Is there a valid correlation between abuse, and the development of Fibromyalgia?

In ‘ Validating Post-Traumatic Fibromyalgia 2 ‘, I will explore the evidence for the connection between the onset of Fibromyalgia and past abuse in  FMS patients. As with my first post in this series, ‘Validating Post-Traumatic Fibromyalgia ~ The Connection Between Physical Trauma and FMS’, there are certain commonalities found among those who develop FMS.  One of these found in many FMS patients, is a past history of abuse.

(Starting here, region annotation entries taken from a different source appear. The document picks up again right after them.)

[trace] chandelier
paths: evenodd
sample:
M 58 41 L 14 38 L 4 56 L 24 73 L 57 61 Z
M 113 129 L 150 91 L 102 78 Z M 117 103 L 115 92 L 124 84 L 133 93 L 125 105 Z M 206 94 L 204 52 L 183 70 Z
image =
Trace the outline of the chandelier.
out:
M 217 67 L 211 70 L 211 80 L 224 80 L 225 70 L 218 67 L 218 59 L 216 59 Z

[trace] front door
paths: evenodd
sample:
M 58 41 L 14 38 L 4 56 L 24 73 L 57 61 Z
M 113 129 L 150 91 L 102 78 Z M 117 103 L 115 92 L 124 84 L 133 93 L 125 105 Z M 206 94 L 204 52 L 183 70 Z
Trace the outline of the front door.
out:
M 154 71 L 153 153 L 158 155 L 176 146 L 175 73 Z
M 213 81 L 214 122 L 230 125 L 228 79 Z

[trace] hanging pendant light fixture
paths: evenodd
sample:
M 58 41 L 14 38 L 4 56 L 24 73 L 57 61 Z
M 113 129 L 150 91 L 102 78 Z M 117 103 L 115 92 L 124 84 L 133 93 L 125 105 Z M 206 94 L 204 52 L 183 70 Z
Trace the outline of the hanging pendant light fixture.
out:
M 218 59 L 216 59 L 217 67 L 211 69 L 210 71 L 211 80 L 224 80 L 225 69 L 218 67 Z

There seem to be several reasons, although none agreed upon in the medical community, for why a person becomes susceptible to Fibromyalgia. As I have stated it has been traced back to; physical trauma, war experience, sexual abuse, abandonment, latent viruses, PTSD, ect. And, as I have stated before, the common element among all of these varied subjects is the undo stress they put on the Central Nervous System.

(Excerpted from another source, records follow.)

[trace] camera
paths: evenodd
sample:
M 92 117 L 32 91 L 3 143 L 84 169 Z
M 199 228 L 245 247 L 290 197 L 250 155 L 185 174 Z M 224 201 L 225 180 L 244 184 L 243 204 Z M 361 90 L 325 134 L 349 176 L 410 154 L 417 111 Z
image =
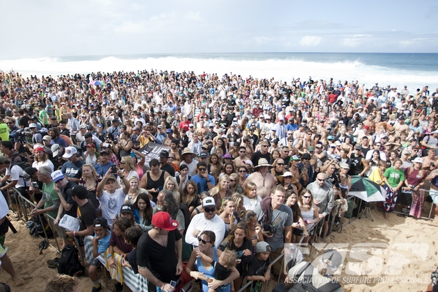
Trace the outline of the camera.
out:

Stress that fails to get alleviated causes damage to the mind, which in turn wrecks havoc on the body. A study on the impact of toxic stress on communities and individuals, shows a link between many diseases (Fibromyalgia and CFS being among them) and stress.

Stress that fails to get alleviated causes damage to the mind, wrecks havoc on the body... Click To Tweet

There are many suspected reasons for the onset of Fibromyalgia. Emotional trauma, especially forms of abuse, can clearly be seen as one of these reasons. Abuse that causes toxic levels of stress occur not only in childhood, but can be suffered as an adult too; spousal abuse, rape, psychological abuse, toxic relationships, ect. All of these cause extreme forms of pressure, and stress on the mind that seem to manifest as disease within the body.

Validating Post-Traumatic Fibromyalgia 2

 Three kinds of stress:

  1. Good Stress ~ As a child, a person experiences stress when meeting new people, attending the first day of school, riding a bike for the first time, ect. If good ‘child care’ (parent/caregivers) is available, the child learns how to handle and overcome these stresses. This helps to develop healthy coping skills later in life as stressful situations continue to occur.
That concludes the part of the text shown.